Live at the Market Theatre (Times Square Records/Four Quarters FQT-CD-1805, 2007)
My task here is made immeasurably easier by the fact that Hugh Masekela needs no introduction. His distinctive flugelhorn, vocal and composing skills and knack for combining African, jazz and pop elements have long since assured his status as a world music legend.
He’s one of the old guard of South African music, a source of strength and inspiration through the vile apartheid regime and beyond.
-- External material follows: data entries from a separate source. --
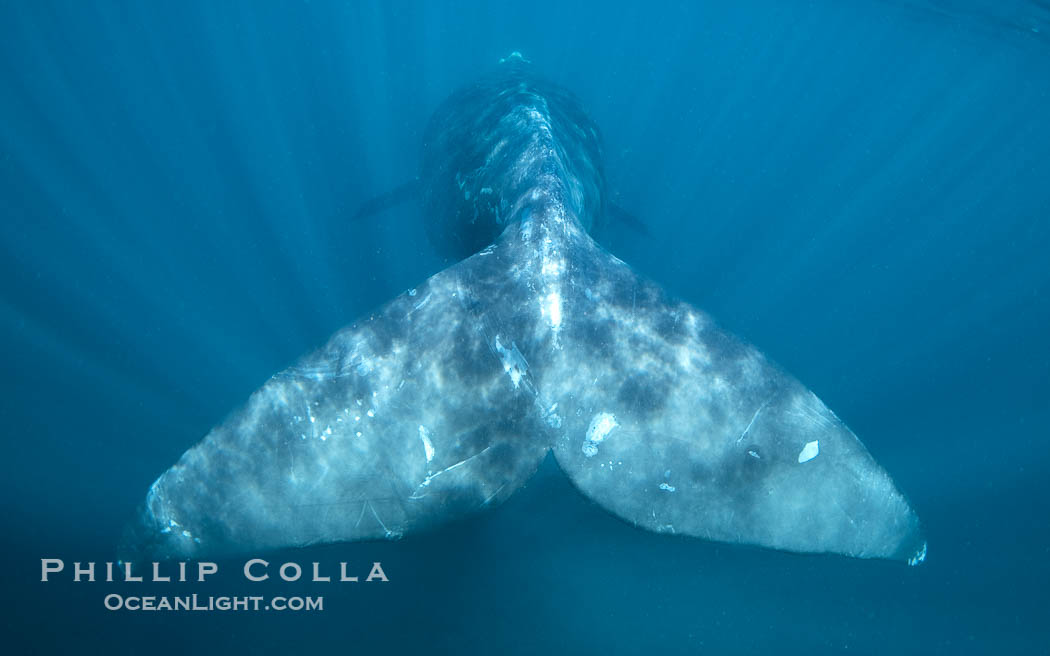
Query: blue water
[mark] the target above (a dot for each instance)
(860, 189)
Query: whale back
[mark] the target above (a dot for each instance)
(508, 142)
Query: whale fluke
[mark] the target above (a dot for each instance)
(444, 401)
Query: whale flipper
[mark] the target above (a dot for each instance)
(400, 421)
(677, 426)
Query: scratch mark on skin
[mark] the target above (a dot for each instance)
(431, 477)
(361, 516)
(492, 495)
(752, 422)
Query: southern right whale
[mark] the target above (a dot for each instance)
(444, 401)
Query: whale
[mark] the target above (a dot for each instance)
(536, 342)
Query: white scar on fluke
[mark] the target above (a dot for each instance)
(444, 401)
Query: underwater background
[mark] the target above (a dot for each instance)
(860, 189)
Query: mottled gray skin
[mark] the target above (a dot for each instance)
(445, 400)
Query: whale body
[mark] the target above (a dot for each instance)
(445, 400)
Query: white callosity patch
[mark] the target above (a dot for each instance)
(602, 424)
(809, 451)
(919, 556)
(513, 361)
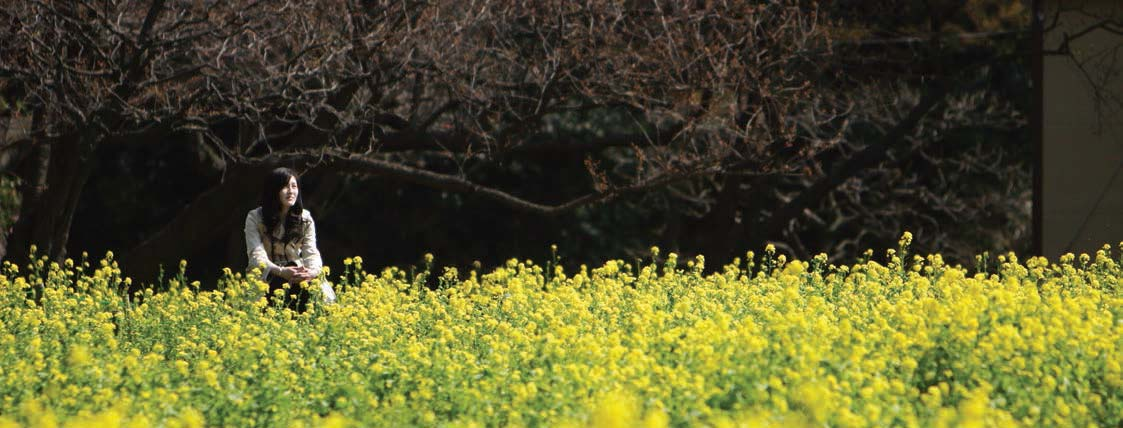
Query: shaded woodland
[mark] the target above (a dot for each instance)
(492, 129)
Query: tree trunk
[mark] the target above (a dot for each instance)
(53, 180)
(212, 216)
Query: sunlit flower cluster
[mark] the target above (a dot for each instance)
(760, 342)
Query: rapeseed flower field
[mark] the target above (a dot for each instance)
(760, 342)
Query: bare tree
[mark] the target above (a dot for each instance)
(750, 115)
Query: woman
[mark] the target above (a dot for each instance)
(281, 239)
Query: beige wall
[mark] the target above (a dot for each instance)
(1082, 202)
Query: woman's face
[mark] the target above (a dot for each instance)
(288, 193)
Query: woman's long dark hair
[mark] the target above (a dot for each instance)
(271, 205)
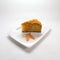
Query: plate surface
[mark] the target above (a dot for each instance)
(17, 35)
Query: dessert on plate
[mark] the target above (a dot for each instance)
(32, 25)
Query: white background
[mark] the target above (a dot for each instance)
(14, 12)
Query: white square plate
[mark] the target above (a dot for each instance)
(16, 34)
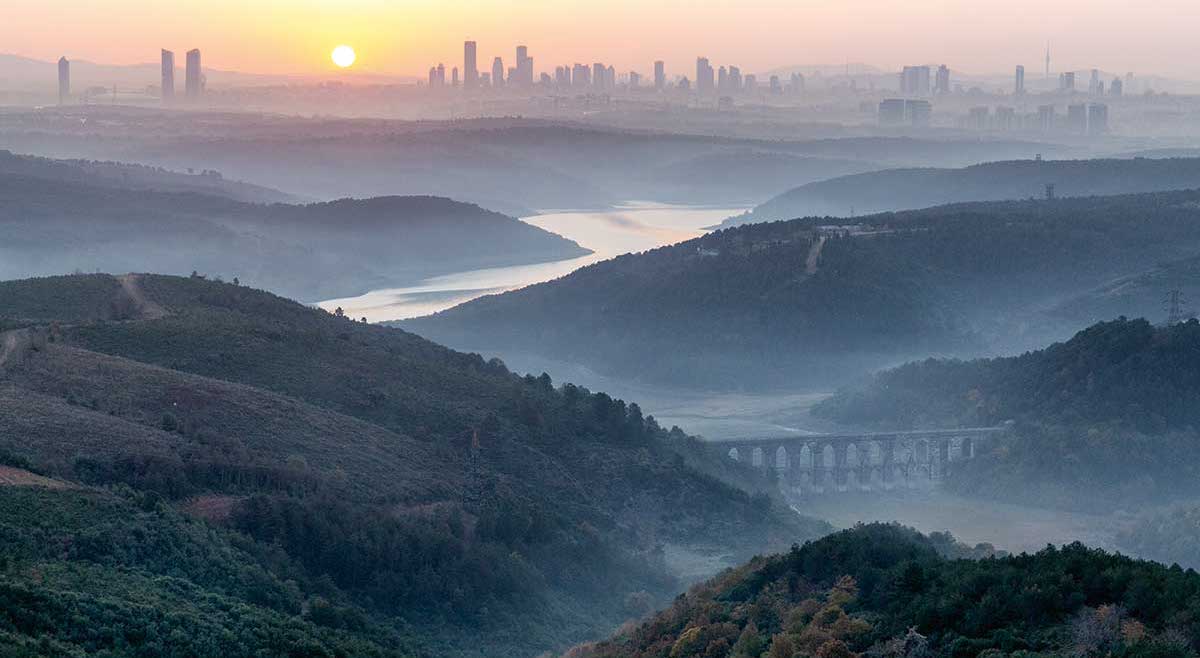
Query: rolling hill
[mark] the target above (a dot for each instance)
(60, 217)
(911, 189)
(888, 591)
(805, 304)
(409, 498)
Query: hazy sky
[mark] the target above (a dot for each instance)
(406, 36)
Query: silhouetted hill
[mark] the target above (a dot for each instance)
(910, 189)
(73, 217)
(886, 591)
(432, 498)
(803, 303)
(1103, 417)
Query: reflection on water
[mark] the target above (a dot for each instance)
(633, 227)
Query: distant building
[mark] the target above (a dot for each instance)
(168, 76)
(193, 77)
(64, 81)
(942, 85)
(469, 67)
(1097, 119)
(497, 72)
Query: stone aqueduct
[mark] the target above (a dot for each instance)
(861, 461)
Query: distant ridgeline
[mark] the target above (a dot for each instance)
(814, 301)
(202, 468)
(888, 592)
(61, 216)
(1111, 414)
(909, 189)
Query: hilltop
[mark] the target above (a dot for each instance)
(426, 497)
(63, 217)
(910, 189)
(816, 301)
(886, 591)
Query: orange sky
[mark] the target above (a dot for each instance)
(405, 36)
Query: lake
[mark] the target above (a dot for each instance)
(630, 228)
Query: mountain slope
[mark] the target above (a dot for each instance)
(75, 217)
(910, 189)
(892, 592)
(797, 303)
(472, 510)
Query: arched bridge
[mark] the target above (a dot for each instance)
(864, 460)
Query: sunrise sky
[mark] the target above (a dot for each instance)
(406, 36)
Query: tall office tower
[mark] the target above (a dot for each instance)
(498, 72)
(168, 76)
(703, 76)
(193, 77)
(1067, 81)
(943, 81)
(1097, 119)
(64, 81)
(469, 69)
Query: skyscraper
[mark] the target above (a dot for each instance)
(469, 69)
(64, 81)
(703, 76)
(193, 78)
(168, 76)
(497, 72)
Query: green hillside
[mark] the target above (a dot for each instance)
(887, 591)
(804, 303)
(348, 447)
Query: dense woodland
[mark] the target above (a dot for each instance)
(1101, 419)
(886, 591)
(909, 189)
(64, 216)
(762, 305)
(425, 494)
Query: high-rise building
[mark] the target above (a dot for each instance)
(469, 67)
(497, 72)
(193, 76)
(1097, 119)
(703, 76)
(64, 81)
(943, 81)
(168, 76)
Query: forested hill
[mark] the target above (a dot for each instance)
(1099, 420)
(136, 177)
(59, 219)
(909, 189)
(232, 472)
(886, 591)
(803, 303)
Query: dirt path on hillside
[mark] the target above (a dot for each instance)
(147, 310)
(810, 263)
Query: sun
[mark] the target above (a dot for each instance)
(343, 57)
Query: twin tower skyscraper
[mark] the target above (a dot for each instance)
(193, 81)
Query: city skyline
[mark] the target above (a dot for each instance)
(281, 39)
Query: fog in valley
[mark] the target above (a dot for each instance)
(564, 359)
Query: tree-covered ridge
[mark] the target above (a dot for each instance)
(495, 513)
(808, 300)
(887, 591)
(922, 187)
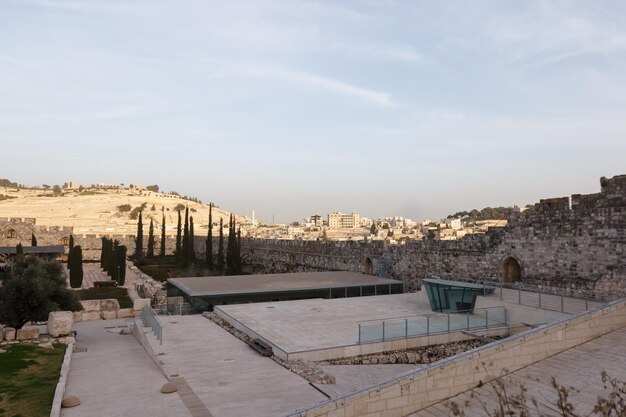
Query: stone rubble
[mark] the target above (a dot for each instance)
(419, 355)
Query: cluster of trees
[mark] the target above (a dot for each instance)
(185, 238)
(32, 288)
(185, 253)
(488, 213)
(233, 264)
(233, 254)
(113, 260)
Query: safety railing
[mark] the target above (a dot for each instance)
(533, 296)
(150, 318)
(428, 324)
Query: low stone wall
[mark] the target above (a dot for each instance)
(108, 309)
(415, 390)
(420, 355)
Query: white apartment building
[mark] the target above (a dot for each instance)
(339, 220)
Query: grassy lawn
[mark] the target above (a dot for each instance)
(28, 377)
(119, 293)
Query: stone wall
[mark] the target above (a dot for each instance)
(576, 250)
(416, 390)
(19, 230)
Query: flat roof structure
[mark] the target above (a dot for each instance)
(321, 329)
(202, 293)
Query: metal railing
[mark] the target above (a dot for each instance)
(428, 324)
(150, 318)
(178, 309)
(532, 296)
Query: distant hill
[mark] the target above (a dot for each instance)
(103, 211)
(488, 213)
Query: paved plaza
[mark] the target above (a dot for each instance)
(351, 378)
(320, 323)
(230, 378)
(116, 377)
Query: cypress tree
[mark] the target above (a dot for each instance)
(107, 254)
(150, 251)
(69, 252)
(238, 252)
(121, 264)
(185, 248)
(178, 235)
(102, 250)
(113, 267)
(230, 250)
(139, 240)
(192, 245)
(162, 249)
(209, 241)
(76, 271)
(220, 248)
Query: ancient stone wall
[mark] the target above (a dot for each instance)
(578, 249)
(14, 231)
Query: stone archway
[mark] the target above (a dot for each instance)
(511, 270)
(368, 267)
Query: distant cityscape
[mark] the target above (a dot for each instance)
(352, 226)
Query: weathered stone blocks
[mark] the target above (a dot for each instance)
(140, 303)
(125, 313)
(60, 323)
(27, 333)
(109, 305)
(9, 334)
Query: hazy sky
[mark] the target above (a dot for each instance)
(414, 108)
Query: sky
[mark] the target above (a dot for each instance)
(292, 108)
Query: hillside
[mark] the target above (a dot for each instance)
(100, 211)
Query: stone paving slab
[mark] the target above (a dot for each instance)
(351, 378)
(116, 377)
(230, 378)
(321, 323)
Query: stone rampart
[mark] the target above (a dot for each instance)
(576, 250)
(416, 390)
(575, 246)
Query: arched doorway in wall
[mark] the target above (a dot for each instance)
(368, 267)
(511, 270)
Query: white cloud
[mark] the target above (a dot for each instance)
(331, 85)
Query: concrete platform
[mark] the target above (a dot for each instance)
(225, 374)
(115, 376)
(351, 378)
(321, 329)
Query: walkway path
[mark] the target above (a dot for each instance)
(116, 377)
(230, 378)
(91, 273)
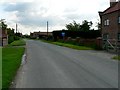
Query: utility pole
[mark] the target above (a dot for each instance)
(47, 30)
(1, 27)
(16, 27)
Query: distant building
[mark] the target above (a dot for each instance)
(40, 34)
(110, 25)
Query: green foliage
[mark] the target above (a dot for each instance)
(76, 26)
(18, 43)
(73, 26)
(11, 60)
(86, 25)
(116, 57)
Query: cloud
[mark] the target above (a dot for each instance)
(35, 13)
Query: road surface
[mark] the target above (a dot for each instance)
(52, 66)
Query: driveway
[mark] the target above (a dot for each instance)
(52, 66)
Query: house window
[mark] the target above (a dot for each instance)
(118, 36)
(105, 36)
(107, 22)
(118, 19)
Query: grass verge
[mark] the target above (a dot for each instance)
(20, 42)
(116, 57)
(11, 60)
(69, 45)
(0, 68)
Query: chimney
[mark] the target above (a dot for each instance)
(112, 2)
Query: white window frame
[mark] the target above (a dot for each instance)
(119, 19)
(118, 36)
(107, 22)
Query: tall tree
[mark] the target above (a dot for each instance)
(86, 25)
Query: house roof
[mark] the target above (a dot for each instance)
(113, 8)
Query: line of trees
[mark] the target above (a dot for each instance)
(12, 36)
(76, 26)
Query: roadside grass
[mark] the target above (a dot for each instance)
(20, 42)
(11, 60)
(0, 68)
(116, 58)
(69, 45)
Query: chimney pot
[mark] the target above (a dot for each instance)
(112, 2)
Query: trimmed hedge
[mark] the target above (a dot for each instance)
(91, 34)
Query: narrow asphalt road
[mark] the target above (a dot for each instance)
(52, 66)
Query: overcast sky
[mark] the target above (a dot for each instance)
(32, 15)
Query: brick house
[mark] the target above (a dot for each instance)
(110, 25)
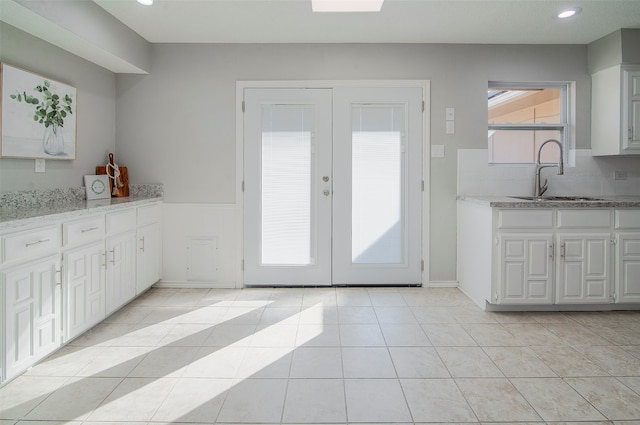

It seems perfectly fitting, then, that Masekela should be among those helping to celebrate the 30th anniversary of the Market Theatre, a South African cultural institution where many of the country’s great playwrights and actors presented subversive, liberation-minded works that paralleled the efforts of their music-making peers.
Joined on this double CD set by a crackling group of veteran players, Masekela blazes, simmers, swings and scats through some of his greatest works. Classics like "District Six," "Stimela," "Uptownship" and "Mandela (Bring Him Back Home)" sound as great as ever, due in no small part to the way Masekela and his troop take the originals in directions that maximize rhythm and melody and allow the band to stretch out.
Even that old chestnut "Grazing in the Grass" clocks in at over 14 minutes. Plus the cover versions, including Fela Kuti’s "Lady" and Orlando Julius Ekemode’s "Ashiko" percolate with the same kind of excellence.
After decades as a musician, activist and all-around icon, Masekela still packs a punch like no other. These two discs feature him giving his all on his native soul and are powerful at every turn.